Since we can’t detect the presence/absence of a prayer for or by any one individual, how do we know that someone, somewhere in the world, isn’t praying for the opposite of what someone else is? If someone prays that subject X dies, and someone else prays that he lives, do these cancel each other out? Is a general prayer for “all souls everywhere” as powerful for one subject as a single prayer for that subject only from ten people?

Suppose (just being a Devil’s Advocate here) that 10 anti-prayers (die, sickie!) were said for one group, exactly balancing out the 10 pro-prayers (get well, sickie!) for the same subject. Then we could get exactly the same outcome as this test. Preposterous? Sure. Impossible? No.

I like Bup’s idea that a bunch of mice, who no one knows exist, be the subjects of a prayed-for and not-prayed for group. But even that has a flaw – what if someone, somewhere in the world, is praying, “God, let all of your creatures live a long life.” Whoops – the mice have just been prayed for.

And what if the prayer is said by someone like a Mother Theresa? Would her prayers have more weight than a skid row junkie’s?

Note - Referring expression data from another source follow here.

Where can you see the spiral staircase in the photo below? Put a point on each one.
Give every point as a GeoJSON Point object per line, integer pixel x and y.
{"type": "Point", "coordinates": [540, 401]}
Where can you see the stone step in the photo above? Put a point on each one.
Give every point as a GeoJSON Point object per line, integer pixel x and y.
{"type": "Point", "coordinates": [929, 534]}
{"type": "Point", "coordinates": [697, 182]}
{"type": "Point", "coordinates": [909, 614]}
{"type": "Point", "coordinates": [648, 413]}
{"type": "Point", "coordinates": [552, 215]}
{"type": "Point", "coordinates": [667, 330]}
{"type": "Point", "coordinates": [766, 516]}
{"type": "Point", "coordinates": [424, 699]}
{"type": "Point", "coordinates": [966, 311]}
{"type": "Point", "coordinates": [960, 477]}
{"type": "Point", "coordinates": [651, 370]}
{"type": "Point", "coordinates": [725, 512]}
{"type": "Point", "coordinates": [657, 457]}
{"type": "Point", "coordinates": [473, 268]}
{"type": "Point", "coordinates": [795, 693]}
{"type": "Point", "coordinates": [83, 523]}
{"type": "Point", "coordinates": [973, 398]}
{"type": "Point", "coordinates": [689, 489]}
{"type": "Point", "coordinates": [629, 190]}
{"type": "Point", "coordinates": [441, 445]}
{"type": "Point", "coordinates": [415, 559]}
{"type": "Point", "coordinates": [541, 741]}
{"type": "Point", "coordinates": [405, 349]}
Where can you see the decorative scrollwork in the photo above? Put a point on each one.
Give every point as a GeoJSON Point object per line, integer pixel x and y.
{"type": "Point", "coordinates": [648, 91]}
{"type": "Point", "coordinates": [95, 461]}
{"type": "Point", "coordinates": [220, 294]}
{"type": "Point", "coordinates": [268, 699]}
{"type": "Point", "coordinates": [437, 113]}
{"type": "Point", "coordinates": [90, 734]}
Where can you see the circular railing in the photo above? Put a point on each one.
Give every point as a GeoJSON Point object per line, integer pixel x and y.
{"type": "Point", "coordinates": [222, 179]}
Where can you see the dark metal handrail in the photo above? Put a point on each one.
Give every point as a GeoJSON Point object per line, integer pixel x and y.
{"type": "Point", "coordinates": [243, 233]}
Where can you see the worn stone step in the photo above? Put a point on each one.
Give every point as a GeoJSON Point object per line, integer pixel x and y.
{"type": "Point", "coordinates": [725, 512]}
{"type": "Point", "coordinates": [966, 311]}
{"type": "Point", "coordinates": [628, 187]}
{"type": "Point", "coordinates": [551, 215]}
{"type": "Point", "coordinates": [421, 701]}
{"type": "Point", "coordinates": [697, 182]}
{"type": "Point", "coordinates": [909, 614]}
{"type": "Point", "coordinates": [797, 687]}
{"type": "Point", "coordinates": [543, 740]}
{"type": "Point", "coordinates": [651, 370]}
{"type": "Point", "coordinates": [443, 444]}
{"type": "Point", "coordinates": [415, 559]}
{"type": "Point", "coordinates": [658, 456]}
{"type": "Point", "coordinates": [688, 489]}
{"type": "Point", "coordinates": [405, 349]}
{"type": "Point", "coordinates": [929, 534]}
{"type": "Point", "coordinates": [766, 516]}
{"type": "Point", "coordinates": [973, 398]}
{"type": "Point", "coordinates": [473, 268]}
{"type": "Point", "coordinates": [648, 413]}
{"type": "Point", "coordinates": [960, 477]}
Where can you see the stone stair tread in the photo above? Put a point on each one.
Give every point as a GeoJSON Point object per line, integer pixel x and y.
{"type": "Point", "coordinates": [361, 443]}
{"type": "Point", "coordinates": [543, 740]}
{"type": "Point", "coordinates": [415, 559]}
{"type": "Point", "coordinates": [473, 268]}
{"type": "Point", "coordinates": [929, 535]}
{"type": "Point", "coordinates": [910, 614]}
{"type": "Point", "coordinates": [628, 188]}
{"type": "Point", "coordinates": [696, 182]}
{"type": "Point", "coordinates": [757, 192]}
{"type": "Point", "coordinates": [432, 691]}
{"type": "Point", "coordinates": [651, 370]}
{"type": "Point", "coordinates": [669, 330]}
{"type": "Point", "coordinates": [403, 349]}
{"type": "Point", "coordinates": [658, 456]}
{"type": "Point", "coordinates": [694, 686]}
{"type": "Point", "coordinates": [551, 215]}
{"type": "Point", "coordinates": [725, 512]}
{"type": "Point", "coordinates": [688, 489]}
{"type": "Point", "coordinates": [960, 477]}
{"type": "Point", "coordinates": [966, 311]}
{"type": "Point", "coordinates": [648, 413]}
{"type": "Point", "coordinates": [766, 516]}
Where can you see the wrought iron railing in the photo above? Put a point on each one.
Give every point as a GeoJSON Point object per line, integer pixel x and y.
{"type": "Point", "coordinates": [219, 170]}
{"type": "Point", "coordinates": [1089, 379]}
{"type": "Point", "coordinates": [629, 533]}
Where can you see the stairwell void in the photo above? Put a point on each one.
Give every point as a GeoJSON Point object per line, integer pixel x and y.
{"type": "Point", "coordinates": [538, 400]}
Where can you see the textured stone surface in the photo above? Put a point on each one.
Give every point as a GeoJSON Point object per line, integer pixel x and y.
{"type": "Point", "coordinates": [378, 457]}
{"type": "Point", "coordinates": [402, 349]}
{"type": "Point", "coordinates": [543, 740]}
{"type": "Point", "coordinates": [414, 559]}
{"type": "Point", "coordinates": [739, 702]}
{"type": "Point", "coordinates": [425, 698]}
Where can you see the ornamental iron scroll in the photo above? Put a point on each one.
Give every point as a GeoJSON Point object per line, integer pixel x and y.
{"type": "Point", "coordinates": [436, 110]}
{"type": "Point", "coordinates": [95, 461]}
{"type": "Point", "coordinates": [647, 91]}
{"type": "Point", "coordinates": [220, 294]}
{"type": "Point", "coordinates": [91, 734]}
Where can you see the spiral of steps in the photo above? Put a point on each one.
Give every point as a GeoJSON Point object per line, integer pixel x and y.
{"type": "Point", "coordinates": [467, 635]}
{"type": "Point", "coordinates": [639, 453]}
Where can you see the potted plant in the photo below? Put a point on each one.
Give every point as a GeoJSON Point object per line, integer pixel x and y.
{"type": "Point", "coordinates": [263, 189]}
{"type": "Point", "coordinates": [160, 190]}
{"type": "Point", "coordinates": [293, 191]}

If you can’t detect it and can’t measure it, you can’t handle it.

I just don’t see any way around the problem.

I still say the fact they did see an effect in the group who knew they were being prayed for likely reveals an uncontrolled flaw in the study. The investigators suggest it might be some kind of performance anxiety, but don’t really seem to have a good explanation. My guess is there is a naturalistic explanation, though, and that alone would trash the whole effort.

I suspect it is natural variation. Heads won’t come up exactly 500 times every 1000 coin tosses, either. Do enough studies, and you will find some small differences in some samples. They already said it wasn’t statistically significant.

But imagine what would have happened if the difference went the OTHER way. “Study shows 8% improvement in prayed-for patients. Prayer works!”